Já na Universidade, fui muito influenciado pelo professor Basílio Horta que mudou a minha visão ao explicar-me que a política é apenas a escolha de um entre muitos caminhos e que passamos as nossas vidas a tomar decisões políticas. Na conversas que mantinha após as aulas com alguns alunos mais interessados, informalmente, entre um ou dois cigarros, ajudou-nos a desmistificar a ideia da política como algo que é nocivo e de puro interesse, mostrando-nos o seu lado mais nobre.
O que mais me atrai na política é a capacidade de poder melhorar a vida das pessoas. Há sorrisos que me enchem a alma.

3 - Qual a sua ideia e opinião de Francisco Sá Carneiro? Considera-o o líder carismático?
Sá Carneiro faleceu quando eu era muito jovem e não estava ainda desperto para a questão política. Consumo tudo o que me chega às mãos sobre a sua visão e a sua vida mas ainda assim nunca é suficiente. Está para mim como o Eusébio, como alguém excepcional, absolutamente fora de série, mas que não é do meu tempo. Conheço mais o mito do que a obra, se é que me consigo fazer explicar.
Como homem era uma figura carismática que cativava pela sua humildade e eloquência.
Acredito na sua direita, numa direita social, que compreende as desigualdades e luta diariamente para as esbater, para tornar o mundo mais justo e mais fraterno.
A sua morte trágica e ainda hoje inexplicável, acabou por influenciar enormemente o nascimento da lenda à sua volta.

4 - Considera que os resultados eleitorais para as europeias foram uma reacção dos portugueses à política do Eng.º Sócrates, nas palavras de Rui Rio, ou considera que foi sobretudo fruto do trabalho do candidato Paulo Rangel e de todo o PSD, mostrando-se inequivocamente como uma alternativa ao PS?
As eleições não se ganham, antes se perdem.
Quanto a esta questão das europeias, parece-me que devemos separar as águas. Considero que é precipitado tentar extrapolar daqui indicações para as autárquicas e legislativas que hão-de vir.
Em primeiro lugar, os valores da abstenção são aterradores e no meu entender, castigam as propostas dos candidatos que falharam por não terem conseguido explicar aos portugueses a importância do seu voto nestas eleições. A Europa está longe demais do nosso povo que pensa que tem mais que fazer do que andar metido nestas andanças.
Em segundo lugar, a extraordinária e surpreendente vitória do PSD não significa que em Outubro as tendências se mantenham. Cabe ao partido compreender o sentido desta votação e pensar rapidamente de que forma pode ganhar balanço e afirmar uma dinâmica vencedora. Há muito trabalho por fazer. Quando os milhões que agora se abstiveram forem votar para a sua câmara e para o governo do nosso país, as expressões de voto podem ser diferentes.
No entanto, há um dado que é inquestionável, os portugueses aproveitaram a ocasião para mostrarem um cartão laranja-avermelhado ao Eng.º Sócrates como forma de os castigarem sobretudo pela sua prepotência e arrogância. Parece-me que a crítica vai mais pela forma do que pelo conteúdo. Veremos qual será o desfecho.

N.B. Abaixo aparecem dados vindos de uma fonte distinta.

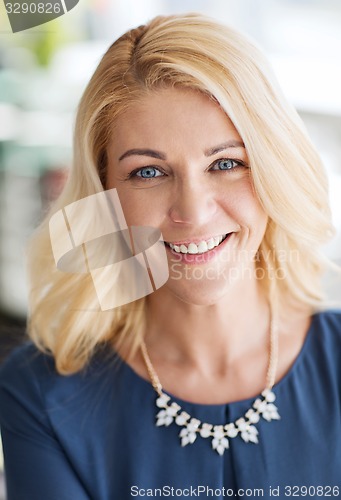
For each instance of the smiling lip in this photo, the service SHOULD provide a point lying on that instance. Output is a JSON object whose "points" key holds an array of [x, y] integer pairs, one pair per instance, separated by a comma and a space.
{"points": [[198, 258]]}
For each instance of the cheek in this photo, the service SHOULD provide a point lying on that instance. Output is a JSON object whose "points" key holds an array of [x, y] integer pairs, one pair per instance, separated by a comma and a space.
{"points": [[139, 208], [245, 208]]}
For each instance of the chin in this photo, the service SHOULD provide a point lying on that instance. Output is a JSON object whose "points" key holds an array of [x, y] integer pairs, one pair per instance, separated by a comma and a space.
{"points": [[199, 291]]}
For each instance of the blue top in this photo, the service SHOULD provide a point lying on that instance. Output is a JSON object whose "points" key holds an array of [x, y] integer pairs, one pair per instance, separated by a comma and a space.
{"points": [[93, 436]]}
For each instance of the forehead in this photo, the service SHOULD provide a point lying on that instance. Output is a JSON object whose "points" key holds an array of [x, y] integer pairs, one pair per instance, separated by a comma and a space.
{"points": [[173, 116]]}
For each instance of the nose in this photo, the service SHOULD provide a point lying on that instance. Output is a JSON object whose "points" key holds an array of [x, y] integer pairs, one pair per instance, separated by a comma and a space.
{"points": [[193, 203]]}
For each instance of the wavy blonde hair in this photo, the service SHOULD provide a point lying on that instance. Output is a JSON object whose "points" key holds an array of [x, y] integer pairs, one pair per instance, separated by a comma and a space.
{"points": [[195, 52]]}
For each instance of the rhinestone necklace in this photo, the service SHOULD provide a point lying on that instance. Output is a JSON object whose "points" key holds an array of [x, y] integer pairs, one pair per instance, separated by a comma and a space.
{"points": [[263, 407]]}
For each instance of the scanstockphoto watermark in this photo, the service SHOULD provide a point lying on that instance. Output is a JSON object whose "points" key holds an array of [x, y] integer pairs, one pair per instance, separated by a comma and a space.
{"points": [[188, 272], [24, 15], [237, 255], [195, 491]]}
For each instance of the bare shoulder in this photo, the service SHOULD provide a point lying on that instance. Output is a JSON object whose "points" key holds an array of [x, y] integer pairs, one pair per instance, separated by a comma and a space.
{"points": [[295, 328]]}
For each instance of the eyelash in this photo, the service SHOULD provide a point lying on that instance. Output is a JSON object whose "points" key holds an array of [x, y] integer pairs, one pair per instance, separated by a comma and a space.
{"points": [[134, 173]]}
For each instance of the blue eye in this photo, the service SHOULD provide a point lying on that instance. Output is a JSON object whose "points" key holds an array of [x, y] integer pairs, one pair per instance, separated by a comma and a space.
{"points": [[227, 164], [148, 173]]}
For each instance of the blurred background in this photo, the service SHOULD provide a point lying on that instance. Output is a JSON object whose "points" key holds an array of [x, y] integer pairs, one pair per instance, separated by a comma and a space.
{"points": [[44, 70]]}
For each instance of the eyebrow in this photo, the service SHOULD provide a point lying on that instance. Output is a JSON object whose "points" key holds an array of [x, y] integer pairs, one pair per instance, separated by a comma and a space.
{"points": [[223, 147], [161, 156], [143, 152]]}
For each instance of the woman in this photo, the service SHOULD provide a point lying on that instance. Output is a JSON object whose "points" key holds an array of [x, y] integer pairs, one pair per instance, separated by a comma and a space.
{"points": [[184, 124]]}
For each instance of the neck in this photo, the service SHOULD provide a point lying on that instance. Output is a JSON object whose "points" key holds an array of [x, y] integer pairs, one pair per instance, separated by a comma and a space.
{"points": [[210, 337]]}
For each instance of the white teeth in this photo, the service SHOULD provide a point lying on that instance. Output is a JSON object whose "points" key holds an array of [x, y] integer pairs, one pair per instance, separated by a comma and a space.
{"points": [[192, 248], [210, 244], [202, 247]]}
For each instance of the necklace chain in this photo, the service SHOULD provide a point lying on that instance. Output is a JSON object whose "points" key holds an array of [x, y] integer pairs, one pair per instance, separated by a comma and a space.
{"points": [[170, 411]]}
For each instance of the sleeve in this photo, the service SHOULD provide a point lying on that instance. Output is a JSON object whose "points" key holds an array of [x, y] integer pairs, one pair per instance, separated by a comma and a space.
{"points": [[36, 466]]}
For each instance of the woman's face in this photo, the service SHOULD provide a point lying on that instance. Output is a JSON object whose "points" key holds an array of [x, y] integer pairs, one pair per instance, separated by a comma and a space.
{"points": [[179, 165]]}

5 - Acha que a liderança da Dr.ª Manuela Ferreira Leite saiu reforçada?
Sem qualquer margem de dúvida. A Dr.ª Ferreira Leite foi uma das grandes vencedoras deste processo eleitoral. Assumiu a responsabilidade da escolha do Dr. Rangel e revelou-se uma aposta ganha. O PSD ganhou um nome emergente que para além de ser um brilhante académico mostrou ter garra e valor para ir muito mais longe.

6 - E o PSD?
Desde a trágica saída do Dr. Durão Barroso que trocou o voto de confiança dos portugueses pelo seu futuro dourado europeu, que o PSD se perdeu para nunca mais se encontrar. Depois da dramática prestação governativa de Pedro Santana Lopes e da trágica liderança de Luís Filipe Menezes, o partido bateu no fundo. Precisava de uma imagem que lhe conferisse estabilidade e lhe devolvesse a credibilidade aos olhos dos portugueses. Foi por isso que apoiei a candidatura à liderança da Dr.ª Ferreira Leite, porque me pareceu a mais adequada para a vida de então do partido. A recuperação tem sido lenta e conquistada a pulso. Esta vitória, a primeira em eleições do género, é um bálsamo revigorante que pode trazer o partido de volta em toda a sua força.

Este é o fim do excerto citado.